Science has provided the swiftest communication between individuals; it has provided a record of ideas and has enabled man to manipulate and to make extracts from that record so that knowledge evolves and endures throughout the life of a race rather than that of an individual. (Bush 29) |
It is in "As We May Think" that Bush introduces his prophetic concept of the Memex, or Memory Extension, an easily accessible, individually configurable storehouse of knowledge. Bush conceives of the Memex through myriad other technologies he describes in this essay as well: the Cyclops Camera, a photographic device "worn on the forehead" as well as film that can be developed instantly through dry photography, advances in microfilm, a "thinking" machine, and a Vocoder, which he describes as "a machine that could type when talked to." He predicted that the "Encyclopaedia Britannica could be reduced to the volume of a matchbox…A library of a million volumes could be compressed into one end of a desk." Bush's proposed mechanisms are based on a rational organisational system, which would solve and control the endless flow of information.
Around the same time Bush was developing the concept of the Memex machine, H.G. Wells was imagining collective intelligence through his concept of a World Brain. He formulated this idea in a collection of scientific essays about "constructive sociology, the science of social organisation" ("World Brain" xi) collected in his book, World Brain. Here he proposed that only well-coordinated human thinking and research could solve the massive problems threatening humanity. In the 1995 edition of World Brain, Alan Mayne writes a seventy-page introduction on contemporary technological developments, particularly the Web, that parallel Wells's ideas. Without any knowledge of computer systems, Wells proposed the World Brain as a continuously updated and revised comprehensive encyclopaedia as a result of a systematic collaborative effort of a world-wide group of scholars, intellectuals, and scientists.
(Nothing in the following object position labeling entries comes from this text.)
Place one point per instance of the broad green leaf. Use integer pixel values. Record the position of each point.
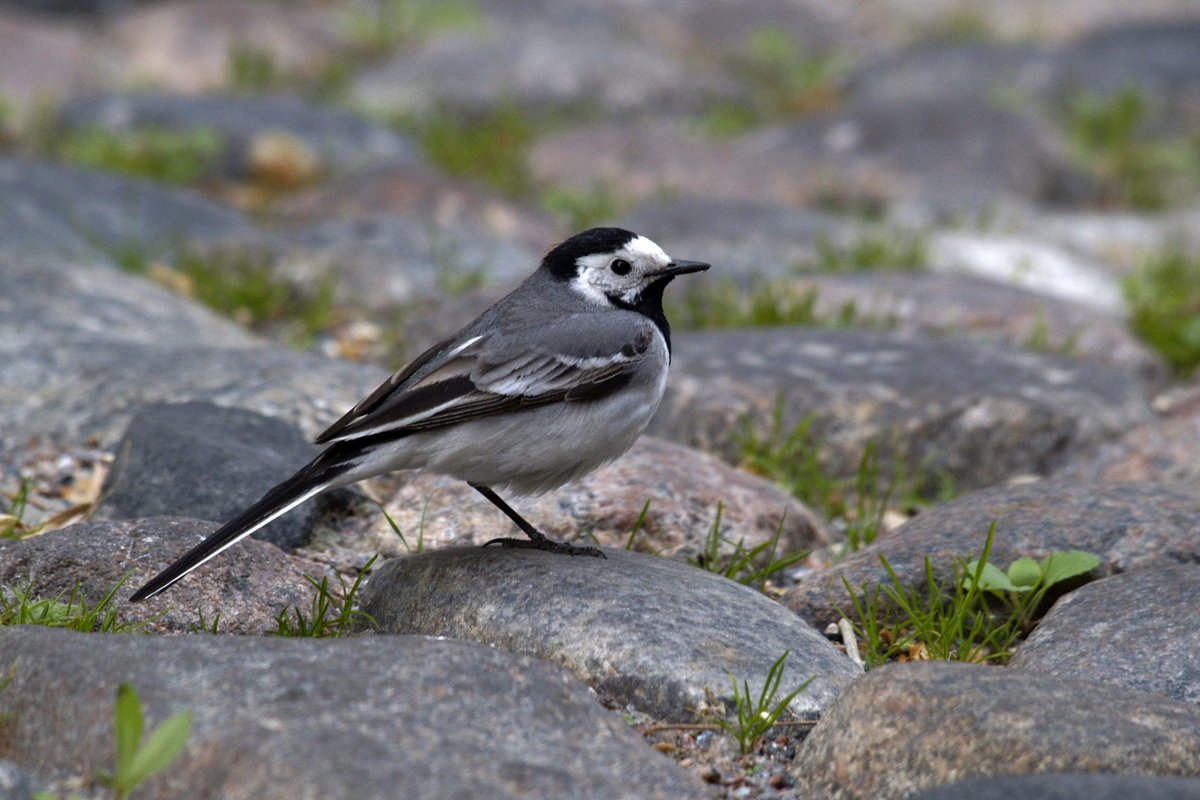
(161, 747)
(127, 722)
(1063, 565)
(991, 579)
(1025, 572)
Alongside Bush's Memex, Wells's vision was prophetic of Douglas Engelbart's ideas about collective intelligence through the use of technology. Directly inspired by Bush, Engelbart pursued his vision and, among other key innovations, succeeded in developing a mouse pointing device for on-screen selections. Drawing on his experience as a radar operator in World War II, Engelbart envisioned how computers could visualise information through symbols on the screen: "When I saw the connection between the cathode-ray screen, an information processor, and a medium for representing symbols to a person, it all tumbled together in about a half an hour" (Rheingold, "Virtual Community," 65). Engelbart's seminal essay, "The Augmentation of Human Intellect," in turn came to the attention of J.C.R. Licklider, who had also been thinking about the connection between human brains and computers. Licklider's equally visionary paper around the same time, "Man-Computer Symbiosis," predicted a tight partnership of machines and humans in which machines would do the repetitive tasks, thereby allowing humans more time to think (Licklider).
At the Massachusetts Institute of Technology where he was a researcher and professor and also affiliated with the top-secret DOD research facility, Lincoln Laboratory (also associated with MIT), Licklider, together with his graduate student, Evan Sutherland, helped usher in the field of computer graphics. Later he moved to the Advanced Research Projects Agency (ARPA) and, through his Defence Department connections, funded Engelbart's Augmentation Research Centre (ARC) at the Stanford Research Institute which produced the first word processors, conferencing systems, hypertext systems, mouse pointing devices and mixed video and computer communications. Engelbart's ARC became the original network information centre that centralised all information gathering and record keeping about the state of the network. Engelbart was particularly concerned with "asynchronous collaboration among teams distributed geographically" (Rheingold, "Virtual Community," 72).